Por que cresce o emprego no Brasil?

Fotografia: Arquivo/EBC

Regras institucionais podem não afetar o nível do emprego no curto prazo, mas são decisivas na determinação de suas condições e da distribuição da renda primária da economia.

Carlos Henrique Horn

O nível geral de emprego da economia brasileira vem crescendo de forma contínua na conjuntura pós-covid. Desde maio de 2021, a variação interanual no número de ocupados foi positiva em todos os períodos de apuração da PNAD Contínua (IBGE). No trimestre encerrado em setembro de 2024, o total de ocupados chegou a 103,0 milhões de pessoas. Além disso, o ritmo da variação interanual acelerou ao longo deste ano e o aumento no número de postos de trabalho foi de 3,2% em comparação com o mesmo período do ano passado. Essa dinâmica do emprego tem sido capaz de absorver novos entrantes no mercado de trabalho e promover uma redução consistente do desemprego. Assim, nos últimos doze meses, houve crescimento de 3,2 milhões de pessoas ocupadas em postos que, a um só tempo, abrigaram a expansão de 1,9 milhão de pessoas ocorrida na força de trabalho e resultaram numa queda no contingente de desocupados da ordem de 1,3 milhão de pessoas.

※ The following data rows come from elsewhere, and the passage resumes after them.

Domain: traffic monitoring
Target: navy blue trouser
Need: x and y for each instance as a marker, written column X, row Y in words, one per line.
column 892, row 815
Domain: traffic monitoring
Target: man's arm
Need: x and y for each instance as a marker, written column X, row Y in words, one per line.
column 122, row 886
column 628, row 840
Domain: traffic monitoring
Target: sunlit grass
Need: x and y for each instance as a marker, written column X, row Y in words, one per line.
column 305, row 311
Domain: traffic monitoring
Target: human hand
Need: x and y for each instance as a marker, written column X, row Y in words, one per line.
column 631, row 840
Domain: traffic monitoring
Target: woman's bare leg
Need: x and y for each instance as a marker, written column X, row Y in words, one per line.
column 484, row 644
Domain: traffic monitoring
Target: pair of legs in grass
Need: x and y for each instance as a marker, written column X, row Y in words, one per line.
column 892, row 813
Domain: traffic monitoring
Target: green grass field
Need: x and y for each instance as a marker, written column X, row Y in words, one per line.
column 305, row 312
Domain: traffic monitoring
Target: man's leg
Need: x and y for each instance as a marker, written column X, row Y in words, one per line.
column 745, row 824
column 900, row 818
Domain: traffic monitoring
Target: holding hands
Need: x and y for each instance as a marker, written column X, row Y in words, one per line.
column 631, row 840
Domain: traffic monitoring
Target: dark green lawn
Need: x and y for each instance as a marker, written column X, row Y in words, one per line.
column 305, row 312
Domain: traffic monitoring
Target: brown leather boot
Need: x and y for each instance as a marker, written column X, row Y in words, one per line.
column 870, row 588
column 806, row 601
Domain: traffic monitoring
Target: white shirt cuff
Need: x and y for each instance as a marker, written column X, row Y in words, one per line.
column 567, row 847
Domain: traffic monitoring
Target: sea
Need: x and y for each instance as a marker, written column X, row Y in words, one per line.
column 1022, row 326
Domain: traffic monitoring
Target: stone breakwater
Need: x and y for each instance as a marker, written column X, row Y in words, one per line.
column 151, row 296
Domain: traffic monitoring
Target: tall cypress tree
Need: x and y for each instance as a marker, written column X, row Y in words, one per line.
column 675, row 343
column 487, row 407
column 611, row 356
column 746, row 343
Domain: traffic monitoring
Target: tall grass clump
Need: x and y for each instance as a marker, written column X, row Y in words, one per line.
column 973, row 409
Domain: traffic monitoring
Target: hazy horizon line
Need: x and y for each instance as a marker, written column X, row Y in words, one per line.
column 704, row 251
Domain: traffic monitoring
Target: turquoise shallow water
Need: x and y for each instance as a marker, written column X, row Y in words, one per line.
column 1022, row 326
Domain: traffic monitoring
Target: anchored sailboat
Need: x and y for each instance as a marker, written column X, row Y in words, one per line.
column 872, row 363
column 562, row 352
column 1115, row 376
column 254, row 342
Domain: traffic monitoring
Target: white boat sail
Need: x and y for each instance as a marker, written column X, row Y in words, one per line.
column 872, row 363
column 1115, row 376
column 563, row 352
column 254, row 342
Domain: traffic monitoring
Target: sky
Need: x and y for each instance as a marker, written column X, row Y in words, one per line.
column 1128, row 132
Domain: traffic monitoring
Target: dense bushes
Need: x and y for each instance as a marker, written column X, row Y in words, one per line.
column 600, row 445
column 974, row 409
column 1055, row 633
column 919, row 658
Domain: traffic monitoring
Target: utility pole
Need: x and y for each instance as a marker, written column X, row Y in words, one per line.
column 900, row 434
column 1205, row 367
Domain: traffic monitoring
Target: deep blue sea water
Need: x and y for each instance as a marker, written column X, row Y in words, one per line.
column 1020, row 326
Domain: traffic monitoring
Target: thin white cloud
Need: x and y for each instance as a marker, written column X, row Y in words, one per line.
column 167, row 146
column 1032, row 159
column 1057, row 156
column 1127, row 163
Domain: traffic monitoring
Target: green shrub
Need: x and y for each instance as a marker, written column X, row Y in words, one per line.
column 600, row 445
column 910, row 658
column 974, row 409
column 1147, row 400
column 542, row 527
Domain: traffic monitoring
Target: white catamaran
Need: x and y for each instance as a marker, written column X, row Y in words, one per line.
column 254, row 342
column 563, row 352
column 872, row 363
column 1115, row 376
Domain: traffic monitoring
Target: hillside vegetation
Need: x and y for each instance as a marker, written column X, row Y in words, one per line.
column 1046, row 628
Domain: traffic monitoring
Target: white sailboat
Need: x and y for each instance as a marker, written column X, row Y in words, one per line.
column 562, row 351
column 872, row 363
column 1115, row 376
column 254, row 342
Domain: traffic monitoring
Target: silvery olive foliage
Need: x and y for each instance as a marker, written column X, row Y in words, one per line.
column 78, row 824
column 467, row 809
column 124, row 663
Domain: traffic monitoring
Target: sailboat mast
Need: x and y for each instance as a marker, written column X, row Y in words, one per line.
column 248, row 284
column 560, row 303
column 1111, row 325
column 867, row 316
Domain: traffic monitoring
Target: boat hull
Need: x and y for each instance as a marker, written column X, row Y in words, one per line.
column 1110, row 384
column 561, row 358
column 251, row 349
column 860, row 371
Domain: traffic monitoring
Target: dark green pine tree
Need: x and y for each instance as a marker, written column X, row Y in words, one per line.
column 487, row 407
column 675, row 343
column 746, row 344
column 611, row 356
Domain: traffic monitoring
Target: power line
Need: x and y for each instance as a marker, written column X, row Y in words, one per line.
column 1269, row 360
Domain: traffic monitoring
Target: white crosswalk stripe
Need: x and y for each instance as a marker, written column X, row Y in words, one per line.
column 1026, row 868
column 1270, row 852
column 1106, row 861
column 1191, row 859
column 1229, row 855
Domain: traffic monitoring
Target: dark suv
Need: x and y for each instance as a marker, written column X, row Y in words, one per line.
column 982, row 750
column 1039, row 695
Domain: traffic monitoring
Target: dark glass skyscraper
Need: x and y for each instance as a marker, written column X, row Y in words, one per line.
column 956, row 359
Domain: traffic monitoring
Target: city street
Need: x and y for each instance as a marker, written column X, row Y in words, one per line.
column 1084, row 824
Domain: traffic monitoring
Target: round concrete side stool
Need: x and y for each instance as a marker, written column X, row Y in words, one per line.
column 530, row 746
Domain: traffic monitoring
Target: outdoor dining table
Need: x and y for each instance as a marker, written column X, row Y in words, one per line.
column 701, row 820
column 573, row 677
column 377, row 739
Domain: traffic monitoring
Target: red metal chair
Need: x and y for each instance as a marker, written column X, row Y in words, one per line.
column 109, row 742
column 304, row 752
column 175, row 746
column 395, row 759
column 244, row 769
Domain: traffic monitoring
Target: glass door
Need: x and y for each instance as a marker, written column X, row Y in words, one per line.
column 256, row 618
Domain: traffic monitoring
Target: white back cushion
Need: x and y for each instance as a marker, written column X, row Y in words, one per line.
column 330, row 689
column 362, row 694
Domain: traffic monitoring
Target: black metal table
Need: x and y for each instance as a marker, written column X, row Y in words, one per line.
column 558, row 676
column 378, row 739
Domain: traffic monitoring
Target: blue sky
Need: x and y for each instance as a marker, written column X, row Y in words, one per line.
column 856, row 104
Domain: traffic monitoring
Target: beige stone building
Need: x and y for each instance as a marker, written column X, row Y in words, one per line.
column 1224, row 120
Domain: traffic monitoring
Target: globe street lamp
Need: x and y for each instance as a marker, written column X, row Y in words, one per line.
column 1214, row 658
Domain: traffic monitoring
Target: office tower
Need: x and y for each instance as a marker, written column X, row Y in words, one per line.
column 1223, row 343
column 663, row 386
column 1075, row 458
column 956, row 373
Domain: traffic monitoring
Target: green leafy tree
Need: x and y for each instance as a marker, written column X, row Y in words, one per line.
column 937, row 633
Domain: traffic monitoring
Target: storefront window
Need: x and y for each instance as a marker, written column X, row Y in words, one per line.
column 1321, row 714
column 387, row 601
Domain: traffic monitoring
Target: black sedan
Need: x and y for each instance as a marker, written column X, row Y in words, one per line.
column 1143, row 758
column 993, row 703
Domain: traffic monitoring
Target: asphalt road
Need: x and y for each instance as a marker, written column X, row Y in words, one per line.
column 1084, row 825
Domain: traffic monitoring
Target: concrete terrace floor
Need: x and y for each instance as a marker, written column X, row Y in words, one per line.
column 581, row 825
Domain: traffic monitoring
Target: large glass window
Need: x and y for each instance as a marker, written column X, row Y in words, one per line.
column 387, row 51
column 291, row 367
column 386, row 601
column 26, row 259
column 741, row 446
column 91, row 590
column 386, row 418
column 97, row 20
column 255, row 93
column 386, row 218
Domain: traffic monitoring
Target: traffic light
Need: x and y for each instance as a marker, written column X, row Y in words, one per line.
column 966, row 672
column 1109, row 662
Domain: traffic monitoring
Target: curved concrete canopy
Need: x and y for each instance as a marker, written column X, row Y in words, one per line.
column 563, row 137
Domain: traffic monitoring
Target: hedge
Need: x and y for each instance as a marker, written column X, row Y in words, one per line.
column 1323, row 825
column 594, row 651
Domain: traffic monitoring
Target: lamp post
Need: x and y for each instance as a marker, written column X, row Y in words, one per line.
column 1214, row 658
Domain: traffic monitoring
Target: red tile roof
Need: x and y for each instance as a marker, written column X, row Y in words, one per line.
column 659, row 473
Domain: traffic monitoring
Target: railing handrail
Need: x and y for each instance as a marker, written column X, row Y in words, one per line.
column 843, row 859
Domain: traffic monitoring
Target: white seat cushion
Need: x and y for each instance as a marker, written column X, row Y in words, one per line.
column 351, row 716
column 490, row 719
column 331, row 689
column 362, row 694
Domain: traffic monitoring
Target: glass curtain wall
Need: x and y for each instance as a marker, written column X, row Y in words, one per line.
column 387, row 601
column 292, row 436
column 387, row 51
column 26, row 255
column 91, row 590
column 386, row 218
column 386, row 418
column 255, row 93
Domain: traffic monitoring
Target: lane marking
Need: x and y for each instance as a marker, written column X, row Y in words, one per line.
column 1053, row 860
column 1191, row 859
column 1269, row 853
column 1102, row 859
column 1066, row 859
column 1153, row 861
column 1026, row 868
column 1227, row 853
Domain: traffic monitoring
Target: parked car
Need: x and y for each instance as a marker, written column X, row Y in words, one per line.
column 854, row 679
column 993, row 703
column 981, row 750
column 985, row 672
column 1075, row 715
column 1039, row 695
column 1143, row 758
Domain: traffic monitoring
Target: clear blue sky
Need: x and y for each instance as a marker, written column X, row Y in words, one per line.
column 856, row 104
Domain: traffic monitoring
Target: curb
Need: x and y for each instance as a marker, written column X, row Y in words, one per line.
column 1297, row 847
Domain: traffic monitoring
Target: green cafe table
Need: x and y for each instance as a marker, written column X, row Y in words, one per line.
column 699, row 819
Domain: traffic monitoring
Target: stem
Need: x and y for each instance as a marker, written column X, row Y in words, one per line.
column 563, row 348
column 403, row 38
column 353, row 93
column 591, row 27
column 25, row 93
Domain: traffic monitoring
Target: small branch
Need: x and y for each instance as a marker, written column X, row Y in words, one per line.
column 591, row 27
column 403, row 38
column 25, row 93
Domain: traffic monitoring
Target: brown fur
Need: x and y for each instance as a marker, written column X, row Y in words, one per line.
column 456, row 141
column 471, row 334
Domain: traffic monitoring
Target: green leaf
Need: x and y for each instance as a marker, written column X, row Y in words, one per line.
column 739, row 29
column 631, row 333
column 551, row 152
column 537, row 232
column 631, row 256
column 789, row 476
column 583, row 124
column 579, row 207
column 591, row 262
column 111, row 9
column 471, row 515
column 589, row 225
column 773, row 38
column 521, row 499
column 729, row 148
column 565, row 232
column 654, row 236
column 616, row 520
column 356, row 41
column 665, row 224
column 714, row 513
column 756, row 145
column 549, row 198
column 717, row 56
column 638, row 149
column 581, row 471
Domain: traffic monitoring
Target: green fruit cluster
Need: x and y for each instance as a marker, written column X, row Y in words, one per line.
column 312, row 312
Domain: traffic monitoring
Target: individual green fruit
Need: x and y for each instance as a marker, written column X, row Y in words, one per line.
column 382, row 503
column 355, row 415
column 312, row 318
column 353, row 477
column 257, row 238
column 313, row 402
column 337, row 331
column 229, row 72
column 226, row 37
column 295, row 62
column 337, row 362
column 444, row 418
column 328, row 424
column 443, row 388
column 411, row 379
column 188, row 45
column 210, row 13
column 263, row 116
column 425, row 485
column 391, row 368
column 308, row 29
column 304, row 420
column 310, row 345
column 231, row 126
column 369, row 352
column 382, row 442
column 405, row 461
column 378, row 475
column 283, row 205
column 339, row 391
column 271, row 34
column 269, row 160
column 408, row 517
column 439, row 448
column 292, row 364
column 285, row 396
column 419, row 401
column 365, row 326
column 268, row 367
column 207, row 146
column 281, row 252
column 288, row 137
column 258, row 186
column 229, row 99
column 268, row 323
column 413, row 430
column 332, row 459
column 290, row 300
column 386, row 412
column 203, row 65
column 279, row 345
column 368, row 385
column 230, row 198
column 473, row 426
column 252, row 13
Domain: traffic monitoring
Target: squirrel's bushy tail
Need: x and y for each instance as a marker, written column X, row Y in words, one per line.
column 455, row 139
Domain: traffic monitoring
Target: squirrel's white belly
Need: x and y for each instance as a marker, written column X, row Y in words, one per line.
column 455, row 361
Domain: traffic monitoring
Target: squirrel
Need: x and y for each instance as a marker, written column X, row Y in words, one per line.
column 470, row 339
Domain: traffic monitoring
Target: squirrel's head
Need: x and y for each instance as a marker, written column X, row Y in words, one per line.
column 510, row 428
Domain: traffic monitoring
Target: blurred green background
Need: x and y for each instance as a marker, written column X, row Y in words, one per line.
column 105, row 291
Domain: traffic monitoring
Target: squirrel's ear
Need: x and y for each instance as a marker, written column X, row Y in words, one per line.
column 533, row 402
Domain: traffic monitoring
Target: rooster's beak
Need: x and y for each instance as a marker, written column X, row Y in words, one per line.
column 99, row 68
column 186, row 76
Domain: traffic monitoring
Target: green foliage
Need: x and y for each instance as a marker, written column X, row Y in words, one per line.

O desempenho positivo do mercado de trabalho tem suscitado os debates esperados – por exemplo, o da sustentabilidade desse crescimento e do risco inflacionário – e novos debates, onde ganham projeção os motivos para o crescimento ocupacional e as formas de trabalho que vêm angariando maior espaço na estrutura da ocupação. Uma afirmação taxativa quanto aos motivos para o aumento do emprego formal apareceu em artigo de opinião do jornal carioca O Globo, publicado em 15/9/2024. Em editorial, explica o redator que:

Entre as hipóteses levantadas para explicar a criação de vagas formais, a mais provável é a reforma trabalhista feita pelo governo Michel Temer. Aprovada em 2017, ela desestimulou a indústria do litígio trabalhista. Com menos insegurança jurídica, houve queda no número de processos trabalhistas “aventureiros”, e as empresas se sentiram mais confiantes para contratar funcionários com carteira assinada (…) Esse é o principal legado das mudanças…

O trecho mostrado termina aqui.